入力ソースとして指定しているリポジトリのmasterブランチにソースをプッシュするとCodePipeLineが実行されてソースのチェックアウト→ビルドが始まります。


Jenkinsと比べてみて

 Jenkinの移行先としてAWS Codeシリーズの検証をしました。
まだまだ基本的な機能しか試せていない程度ですが気付きを書いてみます。

Jenkinsと比べたデメリット

・細かいアカウント制御ができない
 Jenkinsはアカウントによって参照できるジョブが制御されていましたが、AWS Codeシリーズの場合、同じアカウントロールに属していればすべてのジョブやパイプラインを参照できます。

・ジョブの階層化ができない
 Jenkinsはプラグインを導入することで、ジョブをフォルダ状に管理することができましたが、CodeBuild,CodePipeLineではすべてのジョブが同じ階層に属する表示になるので、大量のジョブがあると管理が難しそうです。

・ワーキングディレクトリにファイルを置いておけない
 Jenkinsではビルドの際に実行するシェルスクリプトなどをワーキングディレクトリに置いておき、実行をしていましたが、CodeBuildはコンテナなので内部にファイルを持っておけないのでS3などから読み込む必要があります。

Jenkinsと比べたメリット

・サーバの構築・管理が不要
 一番のメリットですね。

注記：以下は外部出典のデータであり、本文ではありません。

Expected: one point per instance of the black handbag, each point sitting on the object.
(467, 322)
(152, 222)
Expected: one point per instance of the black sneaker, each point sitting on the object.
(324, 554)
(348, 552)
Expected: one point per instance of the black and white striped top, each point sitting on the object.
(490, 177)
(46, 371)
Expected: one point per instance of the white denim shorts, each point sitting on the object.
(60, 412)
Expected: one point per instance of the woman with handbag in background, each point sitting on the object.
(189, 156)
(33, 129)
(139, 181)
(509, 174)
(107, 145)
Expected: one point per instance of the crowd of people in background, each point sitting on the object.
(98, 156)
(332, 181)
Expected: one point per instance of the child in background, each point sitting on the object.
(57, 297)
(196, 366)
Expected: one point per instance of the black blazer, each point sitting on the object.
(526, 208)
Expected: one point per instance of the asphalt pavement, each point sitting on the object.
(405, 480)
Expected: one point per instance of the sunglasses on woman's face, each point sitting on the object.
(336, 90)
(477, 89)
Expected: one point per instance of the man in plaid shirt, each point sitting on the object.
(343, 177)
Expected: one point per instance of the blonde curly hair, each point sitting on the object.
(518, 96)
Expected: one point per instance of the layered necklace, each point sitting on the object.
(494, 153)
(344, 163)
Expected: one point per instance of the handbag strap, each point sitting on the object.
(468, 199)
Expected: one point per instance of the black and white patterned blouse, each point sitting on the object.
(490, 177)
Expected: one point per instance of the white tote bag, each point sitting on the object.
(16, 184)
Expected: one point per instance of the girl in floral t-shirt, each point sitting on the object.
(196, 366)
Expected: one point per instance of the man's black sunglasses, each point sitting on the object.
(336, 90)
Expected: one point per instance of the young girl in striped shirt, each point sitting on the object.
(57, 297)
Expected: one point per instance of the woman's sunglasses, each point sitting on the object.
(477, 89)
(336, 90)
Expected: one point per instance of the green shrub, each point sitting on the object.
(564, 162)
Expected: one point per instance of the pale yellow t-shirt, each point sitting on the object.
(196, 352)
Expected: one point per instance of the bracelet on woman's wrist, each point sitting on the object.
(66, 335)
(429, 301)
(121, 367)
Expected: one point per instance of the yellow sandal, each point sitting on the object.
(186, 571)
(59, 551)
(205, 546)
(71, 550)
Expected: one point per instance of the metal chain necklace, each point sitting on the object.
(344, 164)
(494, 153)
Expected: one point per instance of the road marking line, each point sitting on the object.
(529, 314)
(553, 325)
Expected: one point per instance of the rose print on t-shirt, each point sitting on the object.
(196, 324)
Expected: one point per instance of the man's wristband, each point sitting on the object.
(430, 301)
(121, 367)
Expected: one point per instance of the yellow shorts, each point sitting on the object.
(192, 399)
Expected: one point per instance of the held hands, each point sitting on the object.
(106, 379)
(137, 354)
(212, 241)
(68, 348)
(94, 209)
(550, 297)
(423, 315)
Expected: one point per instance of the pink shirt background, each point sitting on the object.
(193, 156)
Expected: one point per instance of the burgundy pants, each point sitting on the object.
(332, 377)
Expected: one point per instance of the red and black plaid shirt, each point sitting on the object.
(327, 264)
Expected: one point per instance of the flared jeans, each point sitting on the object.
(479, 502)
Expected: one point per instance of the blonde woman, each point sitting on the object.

フルマネージドサービスなのでユーザ側は画面で使いたいイメージの設定をしてソースを入力してあげれば簡単にビルドができます。イメージも常に更新されているので、アップデートなどの作業も簡単です。

・EC2でJenkinsを常時起動させるよりも安い
 今回の検証前にEC2インスタンスにJenkinsを導入することも検討しました。
しかし、ビルドに使えるサイズのインスタンスとなると$80/月程度のコストがかかる見積もりになり断念しました。
CodeBuildは今回の検証で使っているインスタンス(メモリ3G、Linux)で$0.005/分という時間課金なので低コストでの運用が可能です。
※CodePipeLineはアクティブなパイプライン1つにつき$1/月の課金です。

・スケーリングが簡単
 Jenkinsの場合、複数のジョブを同時実行した場合ビルドが遅くなりがちですが、CodeBuildは別のインスタンスを勝手に作成してくれるので同時実行してもビルドの速度は変わりません。


まとめ

 ビルドに必要なイメージと機能が最初から用意されているので、かなりお手軽にCI環境を構築できると思いました。 
Jenkinsとの使い勝手の差はあるものの、管理から解放されるメリットは大きく移行する価値は十分にありそうです。
Codeシリーズの機能は定期的にアップデートされているようなのでこれからの機能追加にも期待ですね。